Sorge um das politische Klima in Deutschland
21.04.2026Weizenbaum Report 2026 belegt steigende politische Partizipation bei zunehmender Sorge um die Demokratie
Soziale Medien prägen die politische Information immer stärker und das bürgerschaftliche Engagement steigt spürbar. Gleichzeitig sehen sich immer mehr Menschen mit Falschnachrichten konfrontiert und die Mehrheit empfindet Gewalt gegen Politiker:innen als Bedrohung für die Demokratie.
Dies geht aus dem heute veröffentlichten Weizenbaum Report 2026 „Politische Partizipation in Deutschland“ des Weizenbaum-Instituts hervor. Grundlage ist eine bevölkerungsrepräsentative Telefonbefragung im Herbst 2025. Die Studie ermöglicht seit 2019 den Vergleich politischer Einstellungen und Aktivitäten im Zeitverlauf und liefert damit wichtige Erkenntnisse für Wissenschaft, Politik und Gesellschaft:
- Soziale Medien und Videoplattformen gewinnen weiter an Bedeutung für politische Inhalte und Nachrichten. Das Vertrauen in etablierte Medien bleibt stabil.
- Nach deutlichem Rückgang während der COVID-Pandemie engagieren sich 2025 wieder mehr Menschen in Deutschland politisch. Die Teilhabe im Internet ist im Zeitverlauf stabil.

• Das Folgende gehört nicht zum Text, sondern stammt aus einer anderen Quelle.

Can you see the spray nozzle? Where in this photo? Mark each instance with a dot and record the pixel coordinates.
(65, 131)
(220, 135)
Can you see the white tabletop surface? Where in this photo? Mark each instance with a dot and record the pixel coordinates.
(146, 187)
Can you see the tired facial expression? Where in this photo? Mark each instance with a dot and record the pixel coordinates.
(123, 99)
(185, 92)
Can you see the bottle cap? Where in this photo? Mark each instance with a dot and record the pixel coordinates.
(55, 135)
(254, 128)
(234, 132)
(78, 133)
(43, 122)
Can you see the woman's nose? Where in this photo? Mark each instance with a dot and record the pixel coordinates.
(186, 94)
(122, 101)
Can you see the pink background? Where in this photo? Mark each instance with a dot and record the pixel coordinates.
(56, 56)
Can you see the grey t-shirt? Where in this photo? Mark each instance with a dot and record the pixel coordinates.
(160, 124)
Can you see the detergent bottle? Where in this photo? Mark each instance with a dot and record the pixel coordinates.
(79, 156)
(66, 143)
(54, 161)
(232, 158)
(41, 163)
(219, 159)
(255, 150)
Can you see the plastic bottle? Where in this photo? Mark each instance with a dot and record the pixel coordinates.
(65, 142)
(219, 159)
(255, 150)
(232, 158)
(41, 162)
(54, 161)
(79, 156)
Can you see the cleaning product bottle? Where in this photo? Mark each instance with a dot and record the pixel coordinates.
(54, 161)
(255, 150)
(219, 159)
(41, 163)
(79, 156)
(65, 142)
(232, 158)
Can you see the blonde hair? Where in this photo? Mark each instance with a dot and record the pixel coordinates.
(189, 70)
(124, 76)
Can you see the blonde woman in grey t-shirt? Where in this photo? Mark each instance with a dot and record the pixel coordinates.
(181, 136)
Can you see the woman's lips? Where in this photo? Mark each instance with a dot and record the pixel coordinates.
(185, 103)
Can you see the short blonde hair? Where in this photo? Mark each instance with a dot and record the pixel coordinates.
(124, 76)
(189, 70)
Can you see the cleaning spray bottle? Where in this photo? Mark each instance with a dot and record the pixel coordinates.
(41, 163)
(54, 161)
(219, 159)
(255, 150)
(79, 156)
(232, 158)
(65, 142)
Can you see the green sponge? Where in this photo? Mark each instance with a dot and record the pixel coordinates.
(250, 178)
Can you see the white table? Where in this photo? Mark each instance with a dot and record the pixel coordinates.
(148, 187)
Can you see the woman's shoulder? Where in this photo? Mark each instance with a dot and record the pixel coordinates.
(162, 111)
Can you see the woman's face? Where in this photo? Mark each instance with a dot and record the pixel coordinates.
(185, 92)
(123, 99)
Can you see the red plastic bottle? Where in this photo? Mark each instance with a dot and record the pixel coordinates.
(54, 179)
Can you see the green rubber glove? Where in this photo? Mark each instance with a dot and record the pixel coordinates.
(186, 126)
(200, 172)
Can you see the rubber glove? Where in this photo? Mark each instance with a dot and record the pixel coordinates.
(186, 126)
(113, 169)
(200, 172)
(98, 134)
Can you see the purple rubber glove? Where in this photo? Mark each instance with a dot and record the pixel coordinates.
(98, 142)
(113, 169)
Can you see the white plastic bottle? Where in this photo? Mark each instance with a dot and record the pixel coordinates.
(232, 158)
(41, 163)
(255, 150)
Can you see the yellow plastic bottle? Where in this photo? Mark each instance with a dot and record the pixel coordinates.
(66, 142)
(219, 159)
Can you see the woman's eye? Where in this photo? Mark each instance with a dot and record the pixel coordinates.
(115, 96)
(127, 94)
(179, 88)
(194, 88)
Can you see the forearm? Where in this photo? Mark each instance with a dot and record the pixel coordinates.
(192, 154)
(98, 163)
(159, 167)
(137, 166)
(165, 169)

- Bürger:innen stoßen zunehmend auf Falschnachrichten und Hasskommentare.
- Die Mehrheit der Bevölkerung hält Gewalt gegen Politiker:innen für verbreitet und sieht die Demokratie bedroht. Diese Wahrnehmung geht mit höherer Partizipation einher.
Soziale Medien prägen zunehmend die Nachrichtennutzung
Zwei Drittel der Bevölkerung informiert sich regelmäßig online. Videoplattformen wie YouTube oder TikTok werden inzwischen von 47 Prozent regelmäßig genutzt (2021: 41 Prozent), soziale Netzwerke von 36 Prozent (2021: 31 Prozent). Insgesamt jedoch nimmt das genutzte Medienrepertoire ab: Während 2021 durchschnittlich 2,5 der vier abgefragten Medienformen – Presse, Fernsehen, Radio und Internet – genutzt wurden, waren es 2025 nur noch 2,3. Gleichzeitig nimmt die Nachrichtenvermeidung zu. Im Vergleich zum Jahr 2021 hat sich der Anteil derer, die sich gar nicht mehr politisch informieren, von vier auf sieben Prozent fast verdoppelt.
Wahrnehmung von Falschnachrichten im Internet nimmt stark zu
Hasskommentare werden unvermindert als Problem des digitalen Diskurses wahrgenommen. 42 Prozent der Bürger:innen haben 2025 mindestens einen Hasskommentar gesehen. Erstmals wurde dieser Wert jedoch von Falschnachrichten überholt, mit denen sich 47 Prozent der Deutschen konfrontiert sahen – der höchste Wert seit Studienbeginn. Hier spiegelt sich die Zunahme KI-generierter Inhalte in allen Bereichen des Internets wider. Parallel dazu steigt auch der Anteil der Menschen, die sich dem entgegenstellen – etwa durch Widerrede oder Beschwerden bei Plattformbetreibern.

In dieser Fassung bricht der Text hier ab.